A comp pair where one side is structurally zero (no nonzeros in its Jacobian sparsity pattern) and trivially satisfied at x0 is dropped:

# Pair 0: x[0] >= 0  ⊥  0 >= 0   — H row 0 has no Jacobian nnz, dead.
# Pair 1: x[1] >= 0  ⊥  x[2] >= 0 — genuine.
problem_dead = pympcc.MPCCProblem(
    n=3, n_comp=2,
    x0=np.array([0.5, 0.5, 0.5]),
    xl=np.zeros(3),
    objective=lambda x: x[0] + x[1] + x[2],
    gradient=lambda x: np.ones(3),
    comp_G=lambda x: np.array([x[0], x[1]]),
    comp_G_jacobian=lambda x: np.array([1.0, 1.0]),
    comp_G_jacobian_sparsity=(np.array([0, 1]), np.array([0, 1])),
    comp_H=lambda x: np.array([0.0, x[2]]),
    # Sparsity declares only one nonzero: row 1, col 2. Row 0 has no nnz → dead.
    comp_H_jacobian=lambda x: np.array([1.0]),
    comp_H_jacobian_sparsity=(np.array([1]), np.array([2])),
)

reduced, pmap = pympcc.presolve(problem_dead)
print(f"Original n_comp = {problem_dead.n_comp}")
print(f"Reduced  n_comp = {reduced.n_comp}")
Original n_comp = 2
Reduced  n_comp = 1

Dead-pair pruning collapses two pairs to one when the structural test detects a row with no nonzero Jacobian entries.

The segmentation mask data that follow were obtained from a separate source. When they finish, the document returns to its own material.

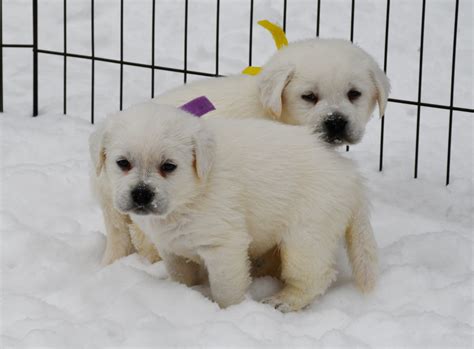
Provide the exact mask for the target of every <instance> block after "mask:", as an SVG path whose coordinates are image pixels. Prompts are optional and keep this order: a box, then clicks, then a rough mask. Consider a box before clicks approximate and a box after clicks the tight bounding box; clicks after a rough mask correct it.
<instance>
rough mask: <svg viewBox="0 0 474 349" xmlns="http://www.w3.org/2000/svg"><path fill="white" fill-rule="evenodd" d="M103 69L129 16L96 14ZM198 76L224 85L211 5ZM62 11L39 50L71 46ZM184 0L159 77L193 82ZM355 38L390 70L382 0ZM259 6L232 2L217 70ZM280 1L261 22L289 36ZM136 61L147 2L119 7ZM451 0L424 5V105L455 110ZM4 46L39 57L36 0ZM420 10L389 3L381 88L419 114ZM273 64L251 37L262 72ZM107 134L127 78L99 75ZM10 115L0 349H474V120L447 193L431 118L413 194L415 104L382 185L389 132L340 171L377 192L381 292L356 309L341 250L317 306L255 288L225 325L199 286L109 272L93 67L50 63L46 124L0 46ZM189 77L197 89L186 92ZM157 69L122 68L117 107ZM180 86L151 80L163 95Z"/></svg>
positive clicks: (433, 125) (255, 12)
mask: <svg viewBox="0 0 474 349" xmlns="http://www.w3.org/2000/svg"><path fill="white" fill-rule="evenodd" d="M96 3H97V4H96V30H97V32H96V39H97V41H96V54H97V55H98V56H102V57H110V58H117V57H118V54H119V35H118V28H119V26H118V23H119V22H118V19H119V2H118V1H114V0H108V1H105V0H103V1H96ZM189 3H190V4H189V6H190V8H189V13H190V17H189V20H190V22H189V26H190V27H189V28H190V36H189V39H188V40H189V69H193V70H204V71H210V72H213V71H214V69H215V68H214V54H215V53H214V45H215V42H214V35H215V34H214V28H215V1H198V0H190V1H189ZM315 3H316V2H315V1H288V21H287V29H288V37H289V39H290V41H291V40H295V39H298V38H306V37H311V36H314V32H315V23H316V5H315ZM322 3H323V5H322V6H323V7H322V12H321V36H324V37H330V36H337V37H344V38H348V37H349V23H350V3H351V1H348V0H347V1H343V0H338V1H331V2H329V1H322ZM61 4H62V2H58V1H53V0H49V1H41V2H40V19H39V23H40V37H39V40H40V46H41V48H44V49H53V50H61V49H62V34H61V30H62V7H61ZM183 4H184V2H183V1H157V31H156V34H157V47H156V55H157V58H156V60H157V64H160V65H169V66H175V67H182V62H183V58H182V56H183V47H182V46H183V45H182V30H183V29H182V28H183V13H184V5H183ZM356 4H357V10H356V14H355V19H356V20H355V41H356V42H357V43H359V44H360V45H361V46H362V47H364V48H365V49H367V50H368V51H369V52H371V53H372V54H373V55H374V56H375V57H376V58H377V60H378V61H379V62H383V40H384V25H385V2H384V1H375V0H372V1H368V0H360V1H359V0H358V1H356ZM248 5H249V4H248V2H244V1H237V0H235V1H230V0H229V1H221V27H220V28H221V39H220V59H221V60H220V72H221V73H222V74H229V73H233V72H238V71H239V70H240V69H242V68H244V67H245V66H246V65H247V64H248V42H247V40H248V15H249V6H248ZM89 6H90V2H89V1H79V0H72V1H71V0H70V1H68V21H69V29H68V40H69V51H70V52H75V53H84V54H89V52H90V32H89V28H90V23H89V16H90V7H89ZM282 9H283V1H269V0H266V1H263V0H262V1H256V2H255V12H254V19H255V20H259V19H263V18H266V19H269V20H272V21H276V22H280V23H281V22H282V17H281V16H282ZM125 10H126V16H125V26H126V30H125V59H127V60H132V61H137V62H150V56H151V55H150V47H151V46H150V38H151V33H150V32H149V31H150V30H149V28H150V27H151V15H150V10H151V1H138V0H134V1H130V0H129V1H125ZM453 10H454V5H453V2H452V1H448V0H433V1H428V2H427V9H426V34H425V57H426V60H425V64H424V70H423V81H424V84H423V100H425V101H426V102H433V103H440V104H446V103H449V82H450V69H451V66H450V61H451V40H452V27H453V22H454V21H453V13H454V12H453ZM3 11H4V13H3V20H4V42H5V43H29V42H31V19H30V15H31V1H27V0H5V1H3ZM420 11H421V1H417V2H415V1H408V0H404V1H397V2H392V8H391V29H390V46H389V55H390V56H389V63H388V75H389V77H390V78H391V80H392V84H393V93H392V96H393V97H395V98H408V99H412V100H416V97H417V77H418V54H419V52H418V49H419V25H420V23H419V19H420V16H421V12H420ZM472 11H473V8H472V2H471V1H468V0H462V1H460V18H459V27H460V29H459V33H458V56H457V69H456V81H457V84H456V86H457V87H456V90H455V104H456V105H459V106H464V107H469V108H472V107H473V104H472V103H473V102H472V101H473V90H472V81H473V71H472V65H471V64H472V59H473V34H472V33H473V24H472ZM273 50H274V47H273V43H272V41H271V39H270V37H269V35H268V33H266V32H265V31H264V30H263V29H260V28H259V27H254V57H253V58H254V59H253V63H254V64H255V65H259V64H262V63H263V62H264V61H265V59H266V57H267V56H268V55H269V54H270V53H272V52H273ZM96 69H97V76H96V83H97V85H96V112H97V119H101V118H103V117H104V115H105V113H106V112H108V111H114V110H116V109H117V108H118V93H119V92H118V79H119V78H118V67H117V66H110V65H107V64H104V63H96ZM4 70H5V71H4V89H5V91H4V93H5V113H4V114H2V115H1V117H0V140H1V143H0V144H1V164H0V168H1V172H0V173H1V181H0V185H1V186H0V195H1V200H0V205H1V206H0V227H1V234H2V235H1V244H2V250H1V251H2V267H1V271H2V277H1V281H2V283H1V287H2V298H1V299H2V305H1V320H2V321H1V322H2V324H1V325H2V326H1V328H2V337H1V338H2V339H1V340H2V347H20V346H21V347H24V346H56V347H61V348H65V347H105V346H128V347H136V346H145V345H148V346H153V347H158V346H191V345H192V346H202V347H204V346H211V345H214V346H233V347H243V346H248V347H257V346H286V347H295V346H307V347H314V346H325V347H336V346H351V347H353V346H358V347H395V346H397V347H399V346H404V347H420V348H421V347H423V348H427V347H435V346H438V347H472V345H473V335H472V333H473V327H472V326H473V325H474V317H473V310H474V309H473V265H474V260H473V221H472V219H473V218H472V217H473V213H474V212H473V202H472V200H473V197H474V192H473V170H474V164H473V134H474V133H473V131H474V130H473V126H474V125H473V124H474V123H473V117H472V115H471V114H467V113H457V112H456V113H454V125H453V154H452V166H451V170H452V177H451V184H450V185H449V186H448V187H446V186H445V185H444V176H445V171H446V151H447V150H446V149H447V125H448V112H447V111H442V110H441V111H440V110H433V109H428V108H426V109H423V110H422V119H421V133H420V134H421V139H420V164H419V178H418V179H416V180H415V179H413V178H412V175H413V165H414V145H415V124H416V107H413V106H402V105H397V104H390V105H389V107H388V110H387V113H386V120H385V125H386V133H385V161H384V171H383V172H381V173H380V172H378V154H379V153H378V149H379V134H380V122H379V120H377V119H376V118H374V119H373V120H372V121H371V122H370V124H369V127H368V130H367V135H366V137H365V139H364V141H363V142H362V144H360V145H358V146H355V147H352V148H351V151H350V152H349V153H347V156H349V157H351V158H353V159H355V161H356V162H357V164H358V166H359V167H360V169H361V171H362V172H363V173H364V174H365V176H366V177H367V179H368V184H369V190H370V196H371V200H372V203H373V225H374V229H375V232H376V237H377V241H378V243H379V246H380V257H381V274H380V280H379V283H378V286H377V288H376V290H375V291H374V292H373V293H372V294H370V295H367V296H363V295H361V294H360V293H359V292H358V291H357V290H356V288H355V287H354V284H353V283H352V281H351V275H350V272H349V268H348V265H347V261H346V258H345V256H344V253H343V251H342V249H341V254H340V255H341V257H340V260H339V263H338V264H339V269H340V274H339V278H338V280H337V282H336V283H335V284H334V285H333V286H332V287H331V288H330V289H329V290H328V292H327V294H326V295H325V296H324V297H322V298H321V299H320V300H319V301H317V302H315V303H314V304H313V305H312V306H311V307H309V308H308V309H306V310H304V311H301V312H298V313H292V314H281V313H279V312H278V311H276V310H274V309H272V308H270V307H269V306H266V305H263V304H260V303H259V302H258V301H259V300H260V299H261V298H263V297H265V296H267V295H268V294H271V293H272V292H274V291H275V290H276V289H277V288H278V287H279V285H278V283H277V282H276V281H275V280H272V279H270V278H263V279H258V280H255V281H254V283H253V284H252V287H251V290H250V291H249V293H248V296H247V299H246V300H245V301H244V302H243V303H242V304H239V305H236V306H232V307H230V308H228V309H226V310H221V309H219V308H218V306H217V305H216V304H214V303H213V302H211V301H210V300H209V299H208V298H206V297H205V294H206V292H207V290H206V289H204V288H195V289H189V288H187V287H185V286H183V285H179V284H176V283H173V282H171V281H170V280H169V279H168V277H167V274H166V272H165V269H164V266H163V265H162V263H157V264H154V265H150V264H149V263H147V262H146V261H145V260H143V259H142V258H140V257H139V256H137V255H131V256H129V257H126V258H124V259H122V260H120V261H118V262H116V263H114V264H113V265H111V266H109V267H106V268H101V267H100V265H99V262H100V258H101V255H102V251H103V249H104V245H105V236H104V226H103V222H102V219H101V215H100V211H99V208H98V206H97V205H96V204H95V203H94V201H93V199H92V197H91V195H90V191H89V186H88V166H89V165H88V151H87V138H88V135H89V134H90V132H91V131H92V130H93V129H94V126H92V125H90V123H89V121H88V118H89V112H90V92H89V88H90V62H88V61H81V60H77V59H70V60H68V79H69V80H68V81H69V83H68V110H69V113H68V115H67V116H63V115H61V111H62V104H61V103H62V58H60V57H51V56H44V55H42V56H40V114H41V115H40V116H39V117H38V118H35V119H33V118H31V117H30V111H31V54H30V53H29V50H24V49H4ZM190 79H191V80H192V79H194V78H190ZM149 82H150V71H149V70H147V69H141V68H129V67H126V68H125V87H124V98H125V100H124V104H125V106H127V105H130V104H131V103H134V102H138V101H141V100H144V99H147V98H149V94H150V86H149ZM180 83H182V76H181V75H180V74H173V73H165V72H158V73H157V80H156V89H157V91H163V90H165V89H167V88H170V87H172V86H176V85H178V84H180Z"/></svg>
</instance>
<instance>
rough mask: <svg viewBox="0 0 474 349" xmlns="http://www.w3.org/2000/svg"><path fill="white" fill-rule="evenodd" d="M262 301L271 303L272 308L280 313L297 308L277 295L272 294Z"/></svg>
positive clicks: (291, 311) (270, 304)
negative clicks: (270, 295)
mask: <svg viewBox="0 0 474 349" xmlns="http://www.w3.org/2000/svg"><path fill="white" fill-rule="evenodd" d="M262 303H263V304H268V305H271V306H272V307H273V308H275V309H276V310H279V311H281V312H282V313H289V312H292V311H296V310H299V308H297V307H295V306H293V305H291V304H289V303H287V302H286V301H285V300H283V299H281V298H280V297H278V296H272V297H268V298H265V299H264V300H263V301H262Z"/></svg>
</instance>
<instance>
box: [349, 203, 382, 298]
mask: <svg viewBox="0 0 474 349" xmlns="http://www.w3.org/2000/svg"><path fill="white" fill-rule="evenodd" d="M346 246H347V254H348V256H349V261H350V263H351V266H352V273H353V275H354V278H355V281H356V285H357V287H358V288H359V289H360V290H361V291H362V292H363V293H367V292H370V291H372V290H373V288H374V287H375V283H376V280H377V275H378V257H377V243H376V242H375V238H374V234H373V231H372V226H371V224H370V221H369V218H368V213H367V210H365V209H361V210H358V212H356V213H355V215H354V217H353V219H352V222H351V224H350V225H349V227H348V228H347V230H346Z"/></svg>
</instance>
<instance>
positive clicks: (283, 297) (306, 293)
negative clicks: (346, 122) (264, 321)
mask: <svg viewBox="0 0 474 349" xmlns="http://www.w3.org/2000/svg"><path fill="white" fill-rule="evenodd" d="M325 240H328V239H323V238H321V239H318V240H316V239H315V236H314V232H311V233H310V232H308V233H306V234H304V235H302V234H301V233H295V232H291V231H290V232H289V233H288V234H287V236H285V238H284V240H283V241H282V244H281V246H280V255H281V263H282V273H281V279H282V281H283V282H284V283H285V286H284V287H283V289H282V290H281V291H280V292H278V293H277V294H275V295H274V296H271V297H269V298H267V299H265V300H264V303H267V304H270V305H272V306H274V307H275V308H276V309H278V310H280V311H282V312H284V313H286V312H290V311H296V310H300V309H302V308H304V307H305V306H307V305H308V304H310V303H311V302H312V301H313V300H314V299H315V298H316V297H317V296H319V295H322V294H323V293H324V292H325V291H326V289H327V288H328V287H329V285H330V284H331V282H332V281H334V280H335V278H336V271H335V269H334V268H333V265H334V261H335V252H336V251H335V250H336V248H335V247H336V244H335V243H334V242H333V241H325Z"/></svg>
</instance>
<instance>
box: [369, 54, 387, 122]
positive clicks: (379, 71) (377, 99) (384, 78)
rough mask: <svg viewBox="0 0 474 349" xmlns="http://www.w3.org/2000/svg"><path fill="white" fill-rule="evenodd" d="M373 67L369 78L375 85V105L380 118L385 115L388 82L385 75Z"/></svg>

When presolve helps (and when it doesn’t)

  • Helps a lot: hand-coded MPCCs with redundant pinned variables, AMPL/Pyomo imports that include vacuous bounds, parametric problems where some theta collapses pairs.

  • No-op: clean small MPCCs (the quickstart-style problem). presolve(...) returns the identity map and adds zero overhead.

  • Caveat: presolve runs once at solver construction, not at each warm-start resolve(). If your parametric sweep mutates structure, reconstruct the solver.

For the full pass-by-pass list, see the presolve & multistart user guide.